Print mostra que tenente-coronel da PM dizia ter acesso e controle das redes sociais da esposa encontrada morta
Gisele Alves Santana era policial militar e deixa uma filha de sete anos. — Foto: Reprodução
por g1
Um print de conversa obtido pela família da policial militar Gisele Alves Santana, de 32 anos, mostra que o tenente-coronel da PM Geraldo Neto afirmava ter acesso e controle sobre as redes sociais da esposa.
Gisele morreu com um tiro na cabeça na casa em que morava com o marido, no Brás, região central de São Paulo, e a Polícia Civil investiga o caso como morte suspeita.
Segundo o advogado dos familiares, José Miguel Silva, o print reforça a suspeita de controle e violência psicológica exercidos pelo marido.
Na mensagem, ele teria usado o próprio perfil para repreender um primo dela após supostamente ter visto a conversa dos dois no perfil da esposa. Ele afirmou que o homem estaria “conversando demais” com Gisele.
“Ele tinha acesso e total controle às redes sociais dela”, afirmou o advogado José Miguel Silva, ao g1. De acordo com ele, na conversa, o primo responde de forma cordial — ‘eu sou primo dela, a gente foi criado juntos, legal, vamos marcar um churrasco’ —, mas o marido encerra de forma ríspida: ‘não quero que fique de conversa’.”
O material, segundo a defesa da família, integra um conjunto de indícios que apontam para um relacionamento abusivo. O advogado afirma que Gisele era impedida de manter contato com familiares, de usar maquiagem, de frequentar academia e que insistia na separação.


Afastamento
O tenente-coronel Geraldo pediu afastamento do trabalho na Polícia Militar (PM).
A morte de Gisele ocorreu em 18 de fevereiro. O caso, que antes foi registrado como suicídio, passou a ser investigado como morte suspeita pela Polícia Civil.
A informação sobre o afastamento de Geraldo foi confirmada na terça-feira (3) por meio de nota divulgada pela corporação. “A Polícia Militar informa que o tenente-coronel encontra-se afastado de suas funções, a pedido”, informa o comunicado.
Coronel fala em suicídio
Em seu depoimento inicial na delegacia que investiga o caso, Geraldo havia dito discutiu com Gisele quando falou que queria se separar. Ele contou que foi tomar banho e um minuto depois ouviu o barulho do disparo.

Quando abriu a porta, o coronel disse que encontrou a esposa caída na sala. Segundo Geraldo, ela estava ferida e sangrando na cabeça, segurando uma arma dele na mão. Em seguida, ele acionou as autoridades para pedir ajuda e contar o que aconteceu.
Mas a família de Gisele sempre contestou essa versão de suicídio. Parentes contaram no 8º Distrito Policial (DP), Brás, que o relacionamento dela com Geraldo era tóxico e a mulher sofria violência psicológica. Que ele a perseguia, a proibindo de usar perfumes, batom e salto alto. E que só poderia ir junto com ele à academia.
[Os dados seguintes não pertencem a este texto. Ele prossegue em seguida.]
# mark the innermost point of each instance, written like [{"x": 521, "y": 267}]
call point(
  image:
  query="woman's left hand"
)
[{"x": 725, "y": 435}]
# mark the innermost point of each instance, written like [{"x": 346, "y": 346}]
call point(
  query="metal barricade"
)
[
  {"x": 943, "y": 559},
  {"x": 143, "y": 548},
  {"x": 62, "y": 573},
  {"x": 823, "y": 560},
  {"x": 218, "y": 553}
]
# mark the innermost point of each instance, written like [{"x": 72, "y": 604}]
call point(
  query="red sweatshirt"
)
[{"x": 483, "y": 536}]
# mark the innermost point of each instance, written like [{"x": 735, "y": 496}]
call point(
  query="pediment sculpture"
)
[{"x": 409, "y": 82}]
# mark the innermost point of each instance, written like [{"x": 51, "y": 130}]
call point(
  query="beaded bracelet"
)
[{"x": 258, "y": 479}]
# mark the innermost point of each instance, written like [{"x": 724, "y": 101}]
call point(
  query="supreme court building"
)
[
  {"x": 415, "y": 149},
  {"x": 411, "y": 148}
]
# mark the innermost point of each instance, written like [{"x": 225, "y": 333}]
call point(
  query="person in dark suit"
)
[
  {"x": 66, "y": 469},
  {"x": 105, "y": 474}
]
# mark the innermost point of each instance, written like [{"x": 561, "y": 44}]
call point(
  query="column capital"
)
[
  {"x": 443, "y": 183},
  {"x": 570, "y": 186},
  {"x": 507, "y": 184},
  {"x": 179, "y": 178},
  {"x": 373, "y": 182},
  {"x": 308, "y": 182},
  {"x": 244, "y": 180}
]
Sangue no box e tiro encostado
A perícia da Polícia Técnico-Científica usou luminol e encontrou sangue ainda não identificado no box do banheiro onde Geraldo havia dito que foi tomar banho antes de ocorrer o disparo. O laudo necroscópico ainda concluiu que o tiro que matou Gisele foi dado com o cano da arma encostado do lado direito da cabeça.
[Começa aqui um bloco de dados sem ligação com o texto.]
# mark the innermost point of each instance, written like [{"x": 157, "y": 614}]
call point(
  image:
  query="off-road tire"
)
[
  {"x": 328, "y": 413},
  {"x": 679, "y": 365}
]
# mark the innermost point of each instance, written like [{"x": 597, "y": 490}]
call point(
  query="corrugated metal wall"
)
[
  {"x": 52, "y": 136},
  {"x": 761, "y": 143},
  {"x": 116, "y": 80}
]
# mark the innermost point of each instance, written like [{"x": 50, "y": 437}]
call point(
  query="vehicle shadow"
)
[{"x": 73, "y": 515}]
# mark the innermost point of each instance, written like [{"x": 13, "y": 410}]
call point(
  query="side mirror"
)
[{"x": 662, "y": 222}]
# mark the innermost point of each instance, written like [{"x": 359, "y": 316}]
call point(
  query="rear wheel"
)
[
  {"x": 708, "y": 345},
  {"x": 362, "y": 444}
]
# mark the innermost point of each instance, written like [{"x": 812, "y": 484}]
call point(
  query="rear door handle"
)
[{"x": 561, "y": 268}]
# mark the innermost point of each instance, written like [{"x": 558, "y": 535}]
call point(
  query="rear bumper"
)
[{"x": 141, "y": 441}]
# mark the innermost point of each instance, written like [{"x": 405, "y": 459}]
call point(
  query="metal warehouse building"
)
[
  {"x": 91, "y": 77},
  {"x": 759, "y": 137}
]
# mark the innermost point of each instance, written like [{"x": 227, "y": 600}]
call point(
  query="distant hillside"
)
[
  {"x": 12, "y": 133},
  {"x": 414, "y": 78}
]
O exame residuográfico, que serve para detectar resquícios de pólvora, deu negativo para as mãos da soldado e também para as do tenente-coronel. A investigação realiza mais exames para saber quem apertou o gatilho.
O casal vivia junto desde 2024. A filha de Gisele, de sete anos, morava com eles, mas não estava no apartamento no momento do disparo que matou sua mãe.
Polícia avalia exumação

O 8º DP investiga todas as circunstâncias possíveis relacionadas a morte da soldado. Por esse motivo avalia se pedirá a exumação do corpo dela para sanar eventuais dúvidas que tem sobre como ela morreu. A nova perícia dependeria de autorização judicial.
Mesmo diante das incertezas que cercam a morte de Gisele, Geraldo ainda não é considerado investigado. A equipe de reportagem tenta contato com a defesa dele para comentar o assunto.
De acordo com o que o coronel disse no boletim de ocorrência do caso, as discussões entre ele e a esposa foi motivada por ciúmes dela. Geraldo falou que surgiram boatos na Corregedoria da PM de que ele teria amantes.
O coronel contou ainda que o casal passou a dormir em quartos separados. Sobre a arma dele, disse que a guardava no armário de um dos quartos.